Et il raconte les biberons au lait jamais blanc, gnôle ou vin mélangé. “J’ai pas souvenir d’un repas sans pinard.”
Suzanne écoute, pose un bécot sur les lèvres de Lucien.
“Tu peux t’arrêter si tu le veux. J’suis sûre que t’auras la volonté.”
Il dit qu’il aurait voulu être boxeur.
Suzanne, la Suz, c’est la mère de Denis Belloc.
Tout commence dans la banlieue ouvrière de La Rochelle en 1929. Nazaire et l’Andalouse mettent au monde Suzanne. La misère dans laquelle elle grandit est immense, la violence parfois insoutenable. Nazaire quitte l’Andalouse acharnée à détruire. À 16 ans, la Suz rencontre Lucien dont elle tombe éperdument amoureuse et l’épouse. L’Andalouse meurt. Ils élèvent ensemble les frères et sœurs de Suzanne et bientôt deux enfants. Mais la misère colle à la peau, quand Lucien a bu, personne ne peut le maîtriser. La Suz s’accroche malgré le désastre de son mariage. Elle reste debout face aux drames, aux tromperies et à la mort.
Denis Belloc commençait Néons par le récit que faisait Suzanne de la mort de Lucien, lors d’un combat de boxe, récit qu’il terminait par cette phrase : « J’avais un an et demi. Et ce qu’il m’a fait ce soir de juillet 1951, j’ai pas pu lui pardonner. J’ai pensé : Tu m’as laissé que des photos sépia. T’es qu’un fumier d’absent et je te hais. » C’est à partir des photos de l’album de famille et des souvenirs qu’il recueille directement de sa mère que Denis Belloc compose Suzanne.

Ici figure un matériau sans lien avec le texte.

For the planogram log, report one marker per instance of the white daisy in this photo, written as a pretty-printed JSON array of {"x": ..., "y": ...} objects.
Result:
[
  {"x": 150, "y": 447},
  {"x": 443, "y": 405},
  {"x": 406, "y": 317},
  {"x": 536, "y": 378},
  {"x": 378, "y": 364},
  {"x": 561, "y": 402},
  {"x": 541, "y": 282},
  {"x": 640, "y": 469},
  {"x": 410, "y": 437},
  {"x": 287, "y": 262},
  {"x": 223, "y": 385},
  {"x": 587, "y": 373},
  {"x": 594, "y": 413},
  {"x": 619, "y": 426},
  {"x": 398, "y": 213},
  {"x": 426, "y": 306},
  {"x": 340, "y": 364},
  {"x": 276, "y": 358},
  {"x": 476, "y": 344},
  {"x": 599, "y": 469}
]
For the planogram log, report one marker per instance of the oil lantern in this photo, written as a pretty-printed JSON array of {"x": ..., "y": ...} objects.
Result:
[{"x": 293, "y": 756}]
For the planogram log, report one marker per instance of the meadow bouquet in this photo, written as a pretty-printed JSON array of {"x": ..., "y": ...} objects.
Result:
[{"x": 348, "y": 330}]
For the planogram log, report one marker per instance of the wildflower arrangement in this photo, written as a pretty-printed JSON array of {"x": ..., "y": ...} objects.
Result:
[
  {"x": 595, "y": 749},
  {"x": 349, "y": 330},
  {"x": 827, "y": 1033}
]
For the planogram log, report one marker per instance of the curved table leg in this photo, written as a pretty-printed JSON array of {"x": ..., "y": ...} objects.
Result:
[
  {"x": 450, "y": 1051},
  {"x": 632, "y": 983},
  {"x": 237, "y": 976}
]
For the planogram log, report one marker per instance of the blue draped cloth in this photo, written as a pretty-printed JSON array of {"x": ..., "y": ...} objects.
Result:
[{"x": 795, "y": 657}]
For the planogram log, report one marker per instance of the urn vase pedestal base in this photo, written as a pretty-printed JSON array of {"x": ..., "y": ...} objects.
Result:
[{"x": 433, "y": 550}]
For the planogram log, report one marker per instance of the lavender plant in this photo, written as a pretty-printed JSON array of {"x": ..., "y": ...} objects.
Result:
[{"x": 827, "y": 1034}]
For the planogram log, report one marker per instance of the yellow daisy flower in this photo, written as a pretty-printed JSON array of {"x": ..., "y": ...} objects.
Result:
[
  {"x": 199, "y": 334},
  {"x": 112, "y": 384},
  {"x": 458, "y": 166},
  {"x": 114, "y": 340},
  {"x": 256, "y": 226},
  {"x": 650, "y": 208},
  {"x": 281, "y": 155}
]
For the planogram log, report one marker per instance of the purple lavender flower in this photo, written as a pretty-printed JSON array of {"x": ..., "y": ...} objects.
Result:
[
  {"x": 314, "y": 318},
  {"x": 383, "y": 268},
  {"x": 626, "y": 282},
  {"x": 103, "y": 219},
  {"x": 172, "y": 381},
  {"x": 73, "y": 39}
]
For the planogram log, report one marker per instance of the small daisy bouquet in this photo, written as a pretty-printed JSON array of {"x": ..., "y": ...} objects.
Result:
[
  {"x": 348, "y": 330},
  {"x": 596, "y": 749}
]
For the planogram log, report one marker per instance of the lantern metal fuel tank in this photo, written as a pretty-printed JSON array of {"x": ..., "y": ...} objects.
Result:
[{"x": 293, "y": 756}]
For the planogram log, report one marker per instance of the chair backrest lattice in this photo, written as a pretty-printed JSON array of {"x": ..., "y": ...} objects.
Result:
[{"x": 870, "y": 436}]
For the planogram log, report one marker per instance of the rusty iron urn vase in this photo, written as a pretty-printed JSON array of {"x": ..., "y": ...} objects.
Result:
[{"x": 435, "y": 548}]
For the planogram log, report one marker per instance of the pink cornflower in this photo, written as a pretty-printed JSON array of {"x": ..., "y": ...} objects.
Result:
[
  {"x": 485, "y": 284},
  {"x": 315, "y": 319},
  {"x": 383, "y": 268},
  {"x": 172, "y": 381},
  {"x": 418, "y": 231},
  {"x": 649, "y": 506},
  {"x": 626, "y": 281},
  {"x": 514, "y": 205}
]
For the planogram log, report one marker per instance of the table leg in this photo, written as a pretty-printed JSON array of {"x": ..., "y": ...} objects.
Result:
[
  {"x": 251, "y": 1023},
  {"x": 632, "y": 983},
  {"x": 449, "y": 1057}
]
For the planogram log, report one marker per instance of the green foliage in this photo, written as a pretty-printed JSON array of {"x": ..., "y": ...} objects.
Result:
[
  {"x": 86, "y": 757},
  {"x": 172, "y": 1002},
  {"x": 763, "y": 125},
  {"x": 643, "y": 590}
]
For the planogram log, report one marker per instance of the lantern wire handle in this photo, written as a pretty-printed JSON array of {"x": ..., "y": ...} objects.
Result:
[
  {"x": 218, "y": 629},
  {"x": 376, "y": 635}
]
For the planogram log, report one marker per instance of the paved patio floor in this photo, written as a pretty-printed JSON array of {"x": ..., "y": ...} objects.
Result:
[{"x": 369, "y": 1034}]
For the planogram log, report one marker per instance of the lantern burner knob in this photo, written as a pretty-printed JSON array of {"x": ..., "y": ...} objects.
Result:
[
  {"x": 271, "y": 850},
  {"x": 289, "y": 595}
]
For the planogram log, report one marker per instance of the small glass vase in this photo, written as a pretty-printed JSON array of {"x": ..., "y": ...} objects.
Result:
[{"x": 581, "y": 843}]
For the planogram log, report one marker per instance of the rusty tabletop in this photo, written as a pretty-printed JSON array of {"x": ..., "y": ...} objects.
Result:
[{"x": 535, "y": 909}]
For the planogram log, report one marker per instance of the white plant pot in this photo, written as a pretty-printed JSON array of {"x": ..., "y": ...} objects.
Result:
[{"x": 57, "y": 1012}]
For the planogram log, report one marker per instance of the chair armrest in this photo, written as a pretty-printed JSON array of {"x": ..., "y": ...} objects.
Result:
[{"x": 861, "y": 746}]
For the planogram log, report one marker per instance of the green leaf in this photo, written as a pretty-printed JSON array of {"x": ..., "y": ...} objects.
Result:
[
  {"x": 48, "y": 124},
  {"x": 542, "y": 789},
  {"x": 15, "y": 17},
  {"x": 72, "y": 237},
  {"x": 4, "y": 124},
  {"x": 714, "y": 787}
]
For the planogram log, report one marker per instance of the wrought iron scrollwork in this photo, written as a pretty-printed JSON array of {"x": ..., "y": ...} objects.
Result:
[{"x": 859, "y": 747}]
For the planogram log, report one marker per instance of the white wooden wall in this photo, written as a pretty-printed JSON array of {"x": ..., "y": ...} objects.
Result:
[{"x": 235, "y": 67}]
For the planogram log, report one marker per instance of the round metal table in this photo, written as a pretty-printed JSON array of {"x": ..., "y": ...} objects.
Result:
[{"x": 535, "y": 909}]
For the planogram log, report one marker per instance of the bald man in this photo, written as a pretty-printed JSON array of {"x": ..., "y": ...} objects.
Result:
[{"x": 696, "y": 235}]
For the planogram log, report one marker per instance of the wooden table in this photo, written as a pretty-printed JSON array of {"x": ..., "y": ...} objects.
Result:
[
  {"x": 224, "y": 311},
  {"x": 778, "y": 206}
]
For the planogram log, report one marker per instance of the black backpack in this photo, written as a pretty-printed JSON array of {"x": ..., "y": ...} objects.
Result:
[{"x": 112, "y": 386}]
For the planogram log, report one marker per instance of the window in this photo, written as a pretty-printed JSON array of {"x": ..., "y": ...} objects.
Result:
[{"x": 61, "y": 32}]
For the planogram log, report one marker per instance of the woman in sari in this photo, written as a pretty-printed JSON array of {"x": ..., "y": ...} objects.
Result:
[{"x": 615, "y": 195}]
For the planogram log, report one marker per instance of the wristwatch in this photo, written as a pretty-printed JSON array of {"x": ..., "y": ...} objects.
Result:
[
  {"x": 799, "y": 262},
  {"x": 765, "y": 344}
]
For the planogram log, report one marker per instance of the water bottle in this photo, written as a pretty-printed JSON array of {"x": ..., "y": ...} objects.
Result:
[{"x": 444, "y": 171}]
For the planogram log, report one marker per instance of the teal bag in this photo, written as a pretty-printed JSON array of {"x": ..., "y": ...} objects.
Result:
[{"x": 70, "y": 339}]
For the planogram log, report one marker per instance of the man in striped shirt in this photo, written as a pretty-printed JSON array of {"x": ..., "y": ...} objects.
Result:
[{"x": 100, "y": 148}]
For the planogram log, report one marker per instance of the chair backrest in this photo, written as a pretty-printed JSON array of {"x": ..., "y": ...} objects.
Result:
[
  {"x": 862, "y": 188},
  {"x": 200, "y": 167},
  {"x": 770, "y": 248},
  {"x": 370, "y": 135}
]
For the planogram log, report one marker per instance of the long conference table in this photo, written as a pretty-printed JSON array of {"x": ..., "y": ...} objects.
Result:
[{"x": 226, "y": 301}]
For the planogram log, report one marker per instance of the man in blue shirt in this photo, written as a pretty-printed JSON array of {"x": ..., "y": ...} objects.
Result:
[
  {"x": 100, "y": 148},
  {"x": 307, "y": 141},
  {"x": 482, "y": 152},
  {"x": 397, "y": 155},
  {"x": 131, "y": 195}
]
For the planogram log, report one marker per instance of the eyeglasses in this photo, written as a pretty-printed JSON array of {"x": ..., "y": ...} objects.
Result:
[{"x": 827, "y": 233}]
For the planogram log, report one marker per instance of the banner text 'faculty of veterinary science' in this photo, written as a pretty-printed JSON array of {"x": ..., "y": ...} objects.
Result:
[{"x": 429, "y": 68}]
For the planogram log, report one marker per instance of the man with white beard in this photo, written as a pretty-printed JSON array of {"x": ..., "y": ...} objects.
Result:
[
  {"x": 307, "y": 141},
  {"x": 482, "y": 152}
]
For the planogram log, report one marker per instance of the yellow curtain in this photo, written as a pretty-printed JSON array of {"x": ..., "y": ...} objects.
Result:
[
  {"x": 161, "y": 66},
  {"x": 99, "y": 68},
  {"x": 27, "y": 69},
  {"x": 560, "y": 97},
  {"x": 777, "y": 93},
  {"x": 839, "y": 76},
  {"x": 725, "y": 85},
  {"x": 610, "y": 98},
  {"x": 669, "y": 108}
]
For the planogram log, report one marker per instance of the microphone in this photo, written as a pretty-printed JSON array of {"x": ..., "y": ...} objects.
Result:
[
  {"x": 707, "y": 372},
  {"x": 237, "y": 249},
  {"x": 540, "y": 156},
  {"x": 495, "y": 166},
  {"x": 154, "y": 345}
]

Marguerite Duras, commentant le livre, avance le concept de « nuit sociale », et évoque « un grand et terrible roman politique », celui de la misère dans la France des années quarante. Comme pour Néons et Képas, il s’agit avant tout pour l’auteur de dire, dans sa crudité nue, un monde que l’on préférerait ne pas voir, celui d’où il vient et dans lequel il a grandi et vécu. En cela, Suzanne est un roman terriblement humain.